Good old Al ...bargain shopping in the discount bin and coming out with some cheap deals ... I like it ... I like it ALOT
MGIC, PMI Surge After Old Republic Becomes Top Holder (Update1)
By Josh P. Hamilton
Nov. 9 (Bloomberg) -- MGIC Investment Corp. and PMI Group Inc., the two largest U.S. mortgage insurers, rose in New York trading after insurer Old Republic International Corp. disclosed it became the biggest investor in each company.
Old Republic bought 15 percent of the outstanding shares of Walnut Creek, California-based PMI and 11 percent of Milwaukee- based MGIC, according to regulatory filings today.
Mortgage insurers plunged as the worst housing slump in 16 years deepened in the third quarter, leading to record foreclosures and losses for MGIC and PMI. The companies help lenders recoup losses when borrowers don't pay. Old Republic, based in Chicago, owns the sixth-largest U.S. mortgage insurer.
``They certainly know the mortgage insurance business because of their Republic Mortgage subsidiary,'' John Gwynn, an analyst at Morgan Keegan Inc. in Memphis, Tennessee, said in an interview. ``The guy that's CEO of this company, Al Zucaro, is one of the most respected insurance managers in the country.'' Gwynn rates Old Republic stock ``market perform.''
PMI jumped $2.36, or 21 percent, to $13.47 at 1:40 p.m. in New York Stock Exchange composite trading. MGIC, the largest mortgage insurer, climbed 99 cents, or 5.4 percent, to $19.35. Old Republic rose the most in five years, gaining 93 cents, or 6.6 percent, to $15.10.
Mortgage insurers are selling more coverage as lenders seek to lower their risk and make their loans more attractive to investors. Members of Washington-based Mortgage Insurance Companies of America, including PMI, MGIC and Republic, issued policies to 151,355 homeowners in September, 59 percent more than a year earlier.
Still, the number of insured borrowers in the U.S. falling more than 60 days behind on their payments climbed 22 percent to 54,699, according to the group.

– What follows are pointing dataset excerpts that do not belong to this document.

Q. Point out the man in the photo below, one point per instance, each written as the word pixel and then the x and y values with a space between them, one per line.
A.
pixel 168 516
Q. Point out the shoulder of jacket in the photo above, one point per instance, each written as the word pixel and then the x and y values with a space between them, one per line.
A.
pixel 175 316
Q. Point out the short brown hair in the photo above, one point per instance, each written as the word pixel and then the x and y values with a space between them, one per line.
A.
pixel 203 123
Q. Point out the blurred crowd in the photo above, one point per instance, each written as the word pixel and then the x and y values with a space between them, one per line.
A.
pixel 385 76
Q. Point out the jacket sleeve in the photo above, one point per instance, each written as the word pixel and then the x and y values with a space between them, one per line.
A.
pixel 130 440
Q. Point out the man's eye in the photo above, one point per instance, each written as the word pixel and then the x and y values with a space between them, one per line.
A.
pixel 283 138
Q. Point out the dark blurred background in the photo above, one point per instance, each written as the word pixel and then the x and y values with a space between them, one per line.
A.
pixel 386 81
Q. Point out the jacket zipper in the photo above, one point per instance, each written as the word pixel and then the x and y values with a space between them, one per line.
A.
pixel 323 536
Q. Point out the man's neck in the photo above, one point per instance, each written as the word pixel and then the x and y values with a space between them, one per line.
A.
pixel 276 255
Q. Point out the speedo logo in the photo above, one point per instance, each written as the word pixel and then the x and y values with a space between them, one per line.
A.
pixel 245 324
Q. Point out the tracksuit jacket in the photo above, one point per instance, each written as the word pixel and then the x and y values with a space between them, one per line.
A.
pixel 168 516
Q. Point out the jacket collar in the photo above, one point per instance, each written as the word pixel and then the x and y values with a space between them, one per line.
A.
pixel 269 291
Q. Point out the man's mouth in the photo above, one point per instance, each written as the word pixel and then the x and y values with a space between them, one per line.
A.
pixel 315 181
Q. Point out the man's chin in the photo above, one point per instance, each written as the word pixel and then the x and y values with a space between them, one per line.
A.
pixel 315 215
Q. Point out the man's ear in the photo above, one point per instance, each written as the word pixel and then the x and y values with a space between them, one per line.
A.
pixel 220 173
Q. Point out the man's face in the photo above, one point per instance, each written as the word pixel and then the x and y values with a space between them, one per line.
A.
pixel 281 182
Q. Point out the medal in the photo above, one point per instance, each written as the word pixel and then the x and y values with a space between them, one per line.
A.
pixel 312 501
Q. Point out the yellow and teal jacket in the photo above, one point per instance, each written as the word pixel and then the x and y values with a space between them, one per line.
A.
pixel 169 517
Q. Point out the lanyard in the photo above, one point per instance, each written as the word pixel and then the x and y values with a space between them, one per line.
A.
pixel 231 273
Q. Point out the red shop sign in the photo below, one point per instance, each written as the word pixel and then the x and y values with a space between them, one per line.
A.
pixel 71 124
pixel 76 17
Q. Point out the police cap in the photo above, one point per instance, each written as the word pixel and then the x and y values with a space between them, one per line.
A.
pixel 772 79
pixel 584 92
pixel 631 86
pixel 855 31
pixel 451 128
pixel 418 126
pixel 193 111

PMI's third-quarter premium revenue rose 20 percent to $256.8 million as the number and size of loans it insured increased. The company had a net loss of $86.8 million, its first ever as a publicly traded company, at claims costs increased fivefold. MGIC's loss was $372.5 million as costs to bail out lenders tripled and the company said it didn't expect to be profitable in 2008. Premium revenue rose 8.4 percent to $321 million.
``I'm sure they are looking at this as something over, say, three to seven years,'' Morgan Keegan's Gwynn said of Old Republic. ``They assume they are not zeros as some people on the Street do.''
MGIC and PMI each lost more than 70 percent of their market value this year through yesterday.
The shares of MGIC and PMI were purchased ``strictly as passive investments'' and not to influence the companies or take control of them, Old Republic said in a filing. The holdings were obtained in the open market over the past 11 weeks, the company said.
MGIC spokeswoman Katie Monfre declined to comment. PMI spokeswoman Beth Haiken wasn't immediately available to comment.
Do you guys remember whee PMI and MTG were at 11 weeks ago? 20's and 30's as I remember, didn't really take the big dump until mid October.
So ORI probably paid WAY above even yesterday's inflated prices for these shares whioh were purchased "strictly as passive investments." and "not to influence the companies, or to take control of them."
Now I can understand how it might be profitable to take control of these companies - lots of cash and decent securities out of which to pay expenses, bonuses or just outright loot before the inevitable claims overwhelm them.
But a passive minority interest? I don't get it.
Can anybody here give me some good reasons why I shouldn't initiate a short position monday morning?